By default, OCR is activated if tesseract can be found on your system.

OCR Language

If you are using the default Docker image (see Using docker) or if you have installed any of the Tesseract Languages, you can use them when parsing your documents by setting fs.ocr.language property in your ~/.fscrawler/test/_settings.yaml file:

name: "test"
fs:
  url: "/path/to/data/dir"
  ocr:
    language: "eng"

Note

You can define multiple languages by using + sign as a separator:

name: "test"
fs:
  url: "/path/to/data/dir"
  ocr:
    language: "eng+fas+fra"

OCR Path

If your Tesseract application is not available in default system PATH, you can define the path to use by setting fs.ocr.path property in your ~/.fscrawler/test/_settings.yaml file:

name: "test"
fs:
  url: "/path/to/data/dir"
  ocr:
    path: "/path/to/tesseract/bin/"

When you set it, it’s highly recommended to set the OCR Data Path.

OCR Data Path

Set the path to the ‘tessdata’ folder, which contains language files and config files if Tesseract can not be automatically detected. You can define the path to use by setting fs.ocr.data_path property in your ~/.fscrawler/test/_settings.yaml file:

name: "test"
fs:
  url: "/path/to/data/dir"
  ocr:
    path: "/path/to/tesseract/bin/"
    data_path: "/path/to/tesseract/share/tessdata/"

OCR Output Type

New in version 2.5.

Set the output type from ocr process. fs.ocr.output_type property can be defined to txt or hocr in your ~/.fscrawler/test/_settings.yaml file:

name: "test"
fs:
  url: "/path/to/data/dir"
  ocr:
    output_type: "hocr"

Note

When omitted, txt value is used.

OCR PDF Strategy

By default, FSCrawler will also try to extract also images from your PDF documents and run OCR on them. This can be a CPU intensive operation. If you don’t mean to run OCR on PDF but only on images, you can set fs.ocr.pdf_strategy to "no_ocr" or to "auto":

name: "test"
fs:
  ocr:
    pdf_strategy: "auto"

Supported strategies are:

  • auto: No OCR is performed on PDF documents if there is more than 10 characters extracted. See PDFParser OCR Options.

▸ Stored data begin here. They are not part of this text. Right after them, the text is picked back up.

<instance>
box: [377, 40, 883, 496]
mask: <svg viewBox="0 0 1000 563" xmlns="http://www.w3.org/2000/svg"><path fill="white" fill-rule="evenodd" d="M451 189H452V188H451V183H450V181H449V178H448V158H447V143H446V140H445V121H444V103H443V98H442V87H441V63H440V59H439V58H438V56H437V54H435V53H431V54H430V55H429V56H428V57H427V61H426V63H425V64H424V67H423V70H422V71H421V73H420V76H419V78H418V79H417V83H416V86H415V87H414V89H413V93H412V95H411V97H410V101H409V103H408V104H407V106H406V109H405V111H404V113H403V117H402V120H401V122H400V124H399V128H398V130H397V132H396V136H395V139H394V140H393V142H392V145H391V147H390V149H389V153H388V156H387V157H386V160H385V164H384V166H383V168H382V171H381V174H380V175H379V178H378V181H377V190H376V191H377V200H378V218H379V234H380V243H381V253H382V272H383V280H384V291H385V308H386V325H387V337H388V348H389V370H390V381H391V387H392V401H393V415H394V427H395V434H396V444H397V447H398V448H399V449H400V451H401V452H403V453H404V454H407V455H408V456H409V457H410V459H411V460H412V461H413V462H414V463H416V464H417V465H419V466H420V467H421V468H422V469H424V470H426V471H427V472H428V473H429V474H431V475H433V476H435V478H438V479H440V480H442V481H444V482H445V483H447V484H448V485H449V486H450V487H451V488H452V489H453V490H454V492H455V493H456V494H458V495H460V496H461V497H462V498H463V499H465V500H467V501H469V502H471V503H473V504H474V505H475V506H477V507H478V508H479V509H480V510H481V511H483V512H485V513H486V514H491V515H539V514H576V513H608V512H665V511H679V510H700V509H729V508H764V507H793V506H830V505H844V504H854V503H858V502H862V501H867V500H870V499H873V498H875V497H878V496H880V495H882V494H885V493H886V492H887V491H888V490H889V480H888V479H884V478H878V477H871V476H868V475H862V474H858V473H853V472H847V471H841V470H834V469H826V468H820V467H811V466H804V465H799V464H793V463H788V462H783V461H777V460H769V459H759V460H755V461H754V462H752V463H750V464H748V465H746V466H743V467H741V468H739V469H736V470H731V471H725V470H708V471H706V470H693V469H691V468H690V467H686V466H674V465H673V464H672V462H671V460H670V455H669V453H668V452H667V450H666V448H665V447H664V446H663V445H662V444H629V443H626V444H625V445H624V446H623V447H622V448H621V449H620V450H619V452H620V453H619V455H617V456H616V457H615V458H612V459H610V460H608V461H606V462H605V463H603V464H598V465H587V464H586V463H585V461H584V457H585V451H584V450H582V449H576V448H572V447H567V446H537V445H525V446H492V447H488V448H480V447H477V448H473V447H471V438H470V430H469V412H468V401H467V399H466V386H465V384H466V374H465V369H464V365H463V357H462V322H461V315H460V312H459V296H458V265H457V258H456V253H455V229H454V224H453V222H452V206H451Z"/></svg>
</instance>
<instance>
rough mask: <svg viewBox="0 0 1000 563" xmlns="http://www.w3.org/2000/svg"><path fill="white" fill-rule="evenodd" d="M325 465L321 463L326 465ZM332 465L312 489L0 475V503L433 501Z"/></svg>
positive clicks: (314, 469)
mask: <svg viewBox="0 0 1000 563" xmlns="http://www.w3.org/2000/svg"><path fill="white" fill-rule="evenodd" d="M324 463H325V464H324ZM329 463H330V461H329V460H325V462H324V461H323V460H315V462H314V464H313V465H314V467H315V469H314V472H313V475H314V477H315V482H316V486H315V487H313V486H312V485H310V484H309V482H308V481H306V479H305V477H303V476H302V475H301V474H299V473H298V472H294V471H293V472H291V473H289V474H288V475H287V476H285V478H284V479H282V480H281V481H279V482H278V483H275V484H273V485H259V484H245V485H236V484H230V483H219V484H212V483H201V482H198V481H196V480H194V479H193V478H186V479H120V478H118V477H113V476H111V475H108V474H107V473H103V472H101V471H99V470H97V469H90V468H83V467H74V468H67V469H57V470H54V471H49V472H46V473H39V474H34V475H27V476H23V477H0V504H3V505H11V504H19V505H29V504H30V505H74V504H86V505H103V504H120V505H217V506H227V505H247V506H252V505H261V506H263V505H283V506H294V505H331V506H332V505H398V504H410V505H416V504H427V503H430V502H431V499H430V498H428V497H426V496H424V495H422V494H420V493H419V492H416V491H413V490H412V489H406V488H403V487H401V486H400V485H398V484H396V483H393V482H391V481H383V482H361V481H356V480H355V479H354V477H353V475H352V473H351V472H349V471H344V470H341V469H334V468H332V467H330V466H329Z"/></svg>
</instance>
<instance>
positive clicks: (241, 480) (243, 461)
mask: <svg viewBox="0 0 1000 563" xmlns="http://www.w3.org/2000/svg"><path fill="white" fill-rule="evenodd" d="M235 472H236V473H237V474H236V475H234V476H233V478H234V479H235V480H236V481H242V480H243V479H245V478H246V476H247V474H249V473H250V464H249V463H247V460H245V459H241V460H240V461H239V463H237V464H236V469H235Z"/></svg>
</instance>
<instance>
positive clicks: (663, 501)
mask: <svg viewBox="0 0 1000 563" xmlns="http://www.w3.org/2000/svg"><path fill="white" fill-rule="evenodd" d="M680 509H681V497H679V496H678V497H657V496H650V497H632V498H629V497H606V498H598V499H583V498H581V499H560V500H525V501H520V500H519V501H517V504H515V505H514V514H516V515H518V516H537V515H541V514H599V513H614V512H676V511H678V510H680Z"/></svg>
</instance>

  • no_ocr: No OCR is performed on PDF documents. OCR might be performed on images though if OCR is not disabled. See Disable/Enable OCR.

  • ocr_only: Only OCR is performed.

  • ocr_and_text: OCR and text extraction is performed.

Note

When omitted, ocr_and_text value is used. If you have performance issues, it’s worth using the auto option instead as only documents with barely no text will go through the OCR process.

OCR Page Seg Mode

Set Tesseract to only run a subset of layout analysis and assume a certain form of image. The options for N are:

  • 0 = Orientation and script detection (OSD) only.

  • 1 = Automatic page segmentation with OSD.

  • 2 = Automatic page segmentation, but no OSD, or OCR. (not implemented)

  • 3 = Fully automatic page segmentation, but no OSD.

  • 4 = Assume a single column of text of variable sizes.

  • 5 = Assume a single uniform block of vertically aligned text.

  • 6 = Assume a single uniform block of text.

  • 7 = Treat the image as a single text line.

  • 8 = Treat the image as a single word.

  • 9 = Treat the image as a single word in a circle.

  • 10 = Treat the image as a single character.

  • 11 = Sparse text. Find as much text as possible in no particular order.

  • 12 = Sparse text with OSD.

  • 13 = Raw line. Treat the image as a single text line, bypassing hacks that are Tesseract-specific.

OCR Preserve Interword Spacing

Spaces between the words will be deleted.